Ben Lovatt’s home is bursting with life and death. There is Merlin, the free-roaming yellow canary, perched on top of the tortoise tank, moving his little feet back and forth. Near the window, a relaxed iguana closes her eyes in apparent glee as Lovatt pats her leathery exterior. In the back of the room, things get a little more historical. These animals aren’t animated at all — they are skulls.
For the last four months, the 25-year-old animal lover has been selling skullsof deceased creatures from his home near Victoria Park Ave. He says the skulls are sustainably and legally sourced, with proper paperwork, from all over the world and Canada.
Lovatt is an entrepreneur of the natural order. He started a captive-bred animal network eight years ago because he believes it’s a better alternative to plucking a wild lizard from a jungle. A few years ago, he started selling fossils — everything from prehistoric dinosaur turd to a 465 million-year-old crustacean. He eventually acquired a 15,000-year-old bison skull.
“I had people saying, ‘What If I wanted a modern bison skull?’”
Lovatt didn’t know how to answer the question. He had “major qualms” about the world of skulls. He didn’t want to be involved in something that would harm animals. But through his connections in the fossil world, he was assured he had met “the right people to take it a step further.”
So began Lovatt’s transition into more contemporary remains, and a life where it’s not unusual to pop into the Shoppers Drug Mart to pick up a polar bear skull at the postal counter. He set up a website and a Craigslist ad: “I have a wide range of strange artifacts available this holiday season! From woolly mammoth fossils, to amethyst crystals, to animal skulls from around the world.”
The coyote skull is your entry-level osteological ornamentation, sourced from the Arctic, costing about $ 50. He also has monkey, polar bear and an articulated raccoon a local artist reassembled from roadkill.
“Our main concern is that the purchase of a preserved skull might benefit businesses or individuals who kill animals needlessly, say for ‘trophies,’ as they inflict needless and gratuitous suffering on animals,” a spokesperson wrote in an email. “Would-be collectors might wish to consider whether displaying the skull of a dead animal in their home might be viewed as insensitive to the animal or to their guests who care about animals and might wish not to be seen as having a morbid interest in animals who were gunned down.”
Lovatt says he has a handful of trusted suppliers in Canada’s north, Africa, and in captive breeding programs — many of whom are affiliated with large museums.

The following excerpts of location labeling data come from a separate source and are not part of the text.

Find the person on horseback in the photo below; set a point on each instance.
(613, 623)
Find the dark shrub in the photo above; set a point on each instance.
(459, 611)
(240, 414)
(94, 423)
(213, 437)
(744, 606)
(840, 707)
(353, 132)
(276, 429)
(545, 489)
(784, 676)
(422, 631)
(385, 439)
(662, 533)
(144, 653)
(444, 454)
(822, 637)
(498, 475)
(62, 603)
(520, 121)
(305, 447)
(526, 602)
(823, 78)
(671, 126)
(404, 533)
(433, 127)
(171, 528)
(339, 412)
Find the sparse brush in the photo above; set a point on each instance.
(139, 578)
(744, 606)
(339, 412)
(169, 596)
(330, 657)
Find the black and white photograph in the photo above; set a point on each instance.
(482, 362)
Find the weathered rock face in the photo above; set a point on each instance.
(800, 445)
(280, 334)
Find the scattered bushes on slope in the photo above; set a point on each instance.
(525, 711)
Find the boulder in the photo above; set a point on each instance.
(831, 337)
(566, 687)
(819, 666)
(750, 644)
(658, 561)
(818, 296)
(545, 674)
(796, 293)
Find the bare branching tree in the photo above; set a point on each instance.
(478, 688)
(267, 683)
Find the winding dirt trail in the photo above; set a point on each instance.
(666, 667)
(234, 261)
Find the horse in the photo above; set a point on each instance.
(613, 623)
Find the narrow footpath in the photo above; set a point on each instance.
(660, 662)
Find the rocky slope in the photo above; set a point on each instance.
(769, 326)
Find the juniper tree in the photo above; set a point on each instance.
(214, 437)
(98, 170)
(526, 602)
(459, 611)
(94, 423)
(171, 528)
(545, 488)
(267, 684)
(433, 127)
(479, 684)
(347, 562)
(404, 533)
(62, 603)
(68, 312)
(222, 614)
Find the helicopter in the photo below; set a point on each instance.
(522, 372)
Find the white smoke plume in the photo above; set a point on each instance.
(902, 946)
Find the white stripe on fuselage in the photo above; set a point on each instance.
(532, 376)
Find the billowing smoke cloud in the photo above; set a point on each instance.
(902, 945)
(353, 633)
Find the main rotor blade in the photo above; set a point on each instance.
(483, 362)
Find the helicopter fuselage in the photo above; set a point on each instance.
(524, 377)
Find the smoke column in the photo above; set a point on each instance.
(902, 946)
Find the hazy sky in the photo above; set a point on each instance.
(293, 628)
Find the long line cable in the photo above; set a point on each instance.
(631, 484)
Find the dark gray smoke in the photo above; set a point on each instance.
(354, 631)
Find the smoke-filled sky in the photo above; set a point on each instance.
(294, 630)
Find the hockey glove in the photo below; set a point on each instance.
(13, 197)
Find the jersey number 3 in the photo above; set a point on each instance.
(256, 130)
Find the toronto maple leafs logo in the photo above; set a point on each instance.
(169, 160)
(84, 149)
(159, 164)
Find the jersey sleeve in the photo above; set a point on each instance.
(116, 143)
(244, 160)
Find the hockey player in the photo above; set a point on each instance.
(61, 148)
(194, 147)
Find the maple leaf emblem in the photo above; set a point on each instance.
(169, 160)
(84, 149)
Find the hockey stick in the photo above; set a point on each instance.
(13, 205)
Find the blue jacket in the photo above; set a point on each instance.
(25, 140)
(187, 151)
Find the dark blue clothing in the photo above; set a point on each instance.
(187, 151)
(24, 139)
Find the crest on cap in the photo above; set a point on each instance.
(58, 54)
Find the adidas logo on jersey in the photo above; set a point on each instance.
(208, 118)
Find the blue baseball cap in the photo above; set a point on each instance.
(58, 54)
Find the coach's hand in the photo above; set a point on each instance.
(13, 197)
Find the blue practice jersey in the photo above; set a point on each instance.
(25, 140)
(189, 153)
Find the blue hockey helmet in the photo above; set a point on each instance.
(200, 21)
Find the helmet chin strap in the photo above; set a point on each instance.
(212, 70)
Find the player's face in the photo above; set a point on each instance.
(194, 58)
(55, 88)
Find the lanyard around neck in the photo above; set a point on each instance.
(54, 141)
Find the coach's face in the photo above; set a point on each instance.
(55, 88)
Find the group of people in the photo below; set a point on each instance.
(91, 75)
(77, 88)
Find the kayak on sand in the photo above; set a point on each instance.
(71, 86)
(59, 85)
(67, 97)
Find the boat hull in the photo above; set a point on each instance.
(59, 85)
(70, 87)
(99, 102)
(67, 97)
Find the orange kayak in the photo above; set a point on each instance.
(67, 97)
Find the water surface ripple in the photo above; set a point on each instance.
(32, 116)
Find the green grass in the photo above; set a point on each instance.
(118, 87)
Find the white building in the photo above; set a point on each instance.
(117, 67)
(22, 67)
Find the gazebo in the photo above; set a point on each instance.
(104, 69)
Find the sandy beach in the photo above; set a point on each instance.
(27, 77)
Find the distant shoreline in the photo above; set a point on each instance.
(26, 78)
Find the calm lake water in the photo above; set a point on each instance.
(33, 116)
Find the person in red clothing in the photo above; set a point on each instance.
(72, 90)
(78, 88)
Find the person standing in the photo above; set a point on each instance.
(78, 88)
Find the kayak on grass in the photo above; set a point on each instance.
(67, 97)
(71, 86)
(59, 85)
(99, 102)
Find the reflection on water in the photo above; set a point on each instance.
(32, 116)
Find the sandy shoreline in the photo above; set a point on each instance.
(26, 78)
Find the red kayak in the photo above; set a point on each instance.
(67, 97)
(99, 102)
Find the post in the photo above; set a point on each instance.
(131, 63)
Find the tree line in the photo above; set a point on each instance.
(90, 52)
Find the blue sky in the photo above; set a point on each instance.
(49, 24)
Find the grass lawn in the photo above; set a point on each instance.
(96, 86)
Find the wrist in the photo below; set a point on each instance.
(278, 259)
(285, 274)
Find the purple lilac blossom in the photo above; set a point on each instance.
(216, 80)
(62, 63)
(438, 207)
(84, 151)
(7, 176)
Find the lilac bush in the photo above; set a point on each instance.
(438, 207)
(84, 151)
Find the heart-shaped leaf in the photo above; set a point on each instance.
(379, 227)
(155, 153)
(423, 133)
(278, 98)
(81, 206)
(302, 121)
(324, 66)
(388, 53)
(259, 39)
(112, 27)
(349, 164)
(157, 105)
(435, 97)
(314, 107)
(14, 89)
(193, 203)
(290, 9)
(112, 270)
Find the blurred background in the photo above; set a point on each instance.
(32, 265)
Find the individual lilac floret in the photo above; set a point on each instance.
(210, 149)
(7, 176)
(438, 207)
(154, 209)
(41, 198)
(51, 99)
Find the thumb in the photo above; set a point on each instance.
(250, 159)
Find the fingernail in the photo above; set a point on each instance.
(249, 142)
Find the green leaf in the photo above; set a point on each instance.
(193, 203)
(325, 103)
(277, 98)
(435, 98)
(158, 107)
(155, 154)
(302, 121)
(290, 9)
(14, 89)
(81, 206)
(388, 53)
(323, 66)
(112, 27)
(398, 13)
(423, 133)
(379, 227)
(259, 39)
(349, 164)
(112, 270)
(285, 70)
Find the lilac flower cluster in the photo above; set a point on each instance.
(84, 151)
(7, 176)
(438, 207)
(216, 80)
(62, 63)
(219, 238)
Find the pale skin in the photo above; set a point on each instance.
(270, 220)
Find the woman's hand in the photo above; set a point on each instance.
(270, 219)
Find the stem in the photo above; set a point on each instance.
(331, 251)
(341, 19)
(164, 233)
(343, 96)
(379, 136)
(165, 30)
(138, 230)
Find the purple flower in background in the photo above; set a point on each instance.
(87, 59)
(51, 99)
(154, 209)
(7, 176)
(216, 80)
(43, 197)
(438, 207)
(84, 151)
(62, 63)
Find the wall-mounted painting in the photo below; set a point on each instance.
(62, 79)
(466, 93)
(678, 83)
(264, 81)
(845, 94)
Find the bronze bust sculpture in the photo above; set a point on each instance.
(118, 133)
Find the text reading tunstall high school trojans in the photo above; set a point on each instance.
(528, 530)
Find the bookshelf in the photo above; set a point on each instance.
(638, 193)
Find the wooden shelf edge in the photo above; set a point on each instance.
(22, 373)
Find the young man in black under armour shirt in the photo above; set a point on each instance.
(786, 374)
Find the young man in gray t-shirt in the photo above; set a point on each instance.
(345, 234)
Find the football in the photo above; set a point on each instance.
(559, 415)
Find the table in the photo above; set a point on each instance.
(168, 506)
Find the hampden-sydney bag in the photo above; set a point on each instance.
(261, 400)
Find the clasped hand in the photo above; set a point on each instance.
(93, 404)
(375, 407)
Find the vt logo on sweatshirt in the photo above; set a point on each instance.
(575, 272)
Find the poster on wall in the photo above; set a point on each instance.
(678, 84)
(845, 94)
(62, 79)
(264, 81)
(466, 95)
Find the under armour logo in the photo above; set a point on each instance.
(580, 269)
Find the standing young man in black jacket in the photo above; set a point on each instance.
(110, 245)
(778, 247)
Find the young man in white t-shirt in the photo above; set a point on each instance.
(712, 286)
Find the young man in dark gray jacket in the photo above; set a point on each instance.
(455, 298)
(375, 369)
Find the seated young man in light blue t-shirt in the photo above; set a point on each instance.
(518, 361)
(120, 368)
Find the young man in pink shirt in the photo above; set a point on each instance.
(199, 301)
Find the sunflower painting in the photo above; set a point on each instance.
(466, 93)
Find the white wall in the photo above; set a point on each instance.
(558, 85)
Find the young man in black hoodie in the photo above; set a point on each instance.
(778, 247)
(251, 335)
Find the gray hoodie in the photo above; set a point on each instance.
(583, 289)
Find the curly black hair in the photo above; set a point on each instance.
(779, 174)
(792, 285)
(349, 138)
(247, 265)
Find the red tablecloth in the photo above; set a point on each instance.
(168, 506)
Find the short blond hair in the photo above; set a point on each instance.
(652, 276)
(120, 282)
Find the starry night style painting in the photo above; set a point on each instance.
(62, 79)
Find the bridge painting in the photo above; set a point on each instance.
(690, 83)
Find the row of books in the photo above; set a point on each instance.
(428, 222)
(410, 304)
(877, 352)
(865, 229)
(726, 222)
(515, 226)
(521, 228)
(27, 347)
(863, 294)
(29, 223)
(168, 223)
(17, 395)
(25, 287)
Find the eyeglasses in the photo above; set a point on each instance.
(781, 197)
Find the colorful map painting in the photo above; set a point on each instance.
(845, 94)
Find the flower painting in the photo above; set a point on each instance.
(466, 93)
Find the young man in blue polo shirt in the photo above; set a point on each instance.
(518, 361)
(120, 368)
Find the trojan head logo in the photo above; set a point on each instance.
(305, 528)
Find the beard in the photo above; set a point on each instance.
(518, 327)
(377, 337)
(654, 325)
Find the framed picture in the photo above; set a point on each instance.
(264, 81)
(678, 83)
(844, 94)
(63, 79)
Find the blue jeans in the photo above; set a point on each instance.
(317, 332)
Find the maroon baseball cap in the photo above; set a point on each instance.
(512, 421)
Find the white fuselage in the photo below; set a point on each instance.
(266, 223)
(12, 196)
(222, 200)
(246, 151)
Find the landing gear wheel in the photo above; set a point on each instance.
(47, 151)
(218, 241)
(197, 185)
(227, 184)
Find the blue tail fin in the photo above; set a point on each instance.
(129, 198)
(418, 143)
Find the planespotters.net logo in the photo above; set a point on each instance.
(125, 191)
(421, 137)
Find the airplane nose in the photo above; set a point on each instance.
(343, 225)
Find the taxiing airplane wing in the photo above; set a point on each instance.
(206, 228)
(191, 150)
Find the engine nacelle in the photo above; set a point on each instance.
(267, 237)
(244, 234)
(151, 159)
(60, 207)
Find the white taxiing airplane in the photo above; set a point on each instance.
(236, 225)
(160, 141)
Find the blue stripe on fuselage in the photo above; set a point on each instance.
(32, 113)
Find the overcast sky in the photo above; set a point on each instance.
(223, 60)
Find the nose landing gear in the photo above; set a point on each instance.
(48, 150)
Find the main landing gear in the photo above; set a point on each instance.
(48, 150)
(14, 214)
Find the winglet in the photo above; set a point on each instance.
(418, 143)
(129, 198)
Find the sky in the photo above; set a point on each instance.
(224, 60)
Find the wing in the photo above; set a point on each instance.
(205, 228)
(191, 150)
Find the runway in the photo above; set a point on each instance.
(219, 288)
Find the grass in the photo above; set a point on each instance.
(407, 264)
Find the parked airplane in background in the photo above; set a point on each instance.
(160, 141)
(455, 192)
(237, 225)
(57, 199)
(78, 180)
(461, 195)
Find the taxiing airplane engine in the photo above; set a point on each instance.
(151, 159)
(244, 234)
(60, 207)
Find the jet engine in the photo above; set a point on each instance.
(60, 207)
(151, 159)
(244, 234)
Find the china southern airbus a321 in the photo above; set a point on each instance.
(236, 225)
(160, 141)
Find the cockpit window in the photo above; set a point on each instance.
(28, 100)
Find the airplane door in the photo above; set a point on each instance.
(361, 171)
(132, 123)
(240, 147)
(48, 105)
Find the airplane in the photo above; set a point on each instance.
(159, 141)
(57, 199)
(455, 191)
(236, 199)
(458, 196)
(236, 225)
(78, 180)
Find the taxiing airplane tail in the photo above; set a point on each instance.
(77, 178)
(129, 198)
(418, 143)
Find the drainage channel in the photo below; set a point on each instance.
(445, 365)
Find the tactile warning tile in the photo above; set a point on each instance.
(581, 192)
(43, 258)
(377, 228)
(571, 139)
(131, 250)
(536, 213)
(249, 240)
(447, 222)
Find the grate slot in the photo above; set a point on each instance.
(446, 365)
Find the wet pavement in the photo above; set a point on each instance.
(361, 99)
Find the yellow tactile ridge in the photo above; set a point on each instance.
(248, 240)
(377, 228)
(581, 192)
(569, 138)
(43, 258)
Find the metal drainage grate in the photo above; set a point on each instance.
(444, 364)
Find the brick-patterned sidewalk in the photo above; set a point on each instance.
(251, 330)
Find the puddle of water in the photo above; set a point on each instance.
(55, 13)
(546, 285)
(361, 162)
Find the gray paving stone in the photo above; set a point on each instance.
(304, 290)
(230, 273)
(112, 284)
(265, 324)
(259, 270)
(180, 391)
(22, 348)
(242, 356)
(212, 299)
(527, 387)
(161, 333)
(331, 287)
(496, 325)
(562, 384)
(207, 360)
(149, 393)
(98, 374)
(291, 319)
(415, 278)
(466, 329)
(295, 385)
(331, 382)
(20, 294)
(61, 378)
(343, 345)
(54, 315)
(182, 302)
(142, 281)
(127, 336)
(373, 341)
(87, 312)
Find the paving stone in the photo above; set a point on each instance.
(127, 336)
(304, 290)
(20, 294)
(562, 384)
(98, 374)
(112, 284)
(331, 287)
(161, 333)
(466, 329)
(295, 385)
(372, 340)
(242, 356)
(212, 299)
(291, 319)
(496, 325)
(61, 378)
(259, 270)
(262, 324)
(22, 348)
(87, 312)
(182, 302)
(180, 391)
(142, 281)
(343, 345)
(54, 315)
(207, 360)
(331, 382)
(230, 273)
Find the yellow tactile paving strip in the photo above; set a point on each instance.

The animals have been hunted for meat by indigenous tribes, found dead, or, in the case of captive breeding programs, have died of natural causes. He never makes specific requests or commissions the hunting of an animal.
“We try to make the most out of any organism,” he says. “In Canada we slaughter millions of cattle — if I were to have the (skulls) cleaned and sold, what would be wrong with that, as opposed to letting them rot?”
Lovatt sees the skulls as a guerrilla education tool. The goal is to have respect for the creature, “not to set up a freak show in your living room,” he says.
Matthew Brower, a lecturer at the University of Toronto who researches animal studies and curation, says there is a zoological history of collecting skulls, in addition to private collections. He noted the skulls can serve as a reminder of the fleetingness of life.
“And some people are just morbid,” he added.
Brower says skull collecting differs from trophy animal collecting, which demonstrates prowess.
The main issue, of course, is sourcing.
“There are always people who are going to be concerned about any animal representation that involves the death of the animal, and if there’s a market for this, even if he tries to ethically source it, someone will always try to, perhaps, be less ethical,” he said.
The trade of animal specimens is strictly regulated. Canada is a party to the Convention on International Trade in Endangered Species of Wild Fauna and Flora (CITES), “an international agreement between governments with the aim to ensure that international trade in specimens of wild animals and plants does not threaten their survival in the wild.” Environment Canada, by way of the Canadian Wildlife Service, enforces the convention in Canada. (Other government departments are also involved, depending on the species.)
The most endangered animals, such as the Iberian lynx, Asiatic black bear and lion-tailed macaque, fall under Appendix I. They’re allowed to cross borders only under stringent conditions and permits from countries of import and export. They are not allowed to be sold.
Canada also has the Wild Animal and Plant Protection and Regulation of International and Interprovincial Trade Act. The act forbids import, export and interprovincial transport of certain animals, including those on the CITES list, without proper permits.
Lovatt says his suppliers handle the necessary permits from local governments as well as Canadian officials.
“Assuming everything goes well, it still takes a couple months to get things through,” he notes. And then the skulls find a temporary home in a house near the Danforth, a long way from the jungles and arctic landscapes of their lives.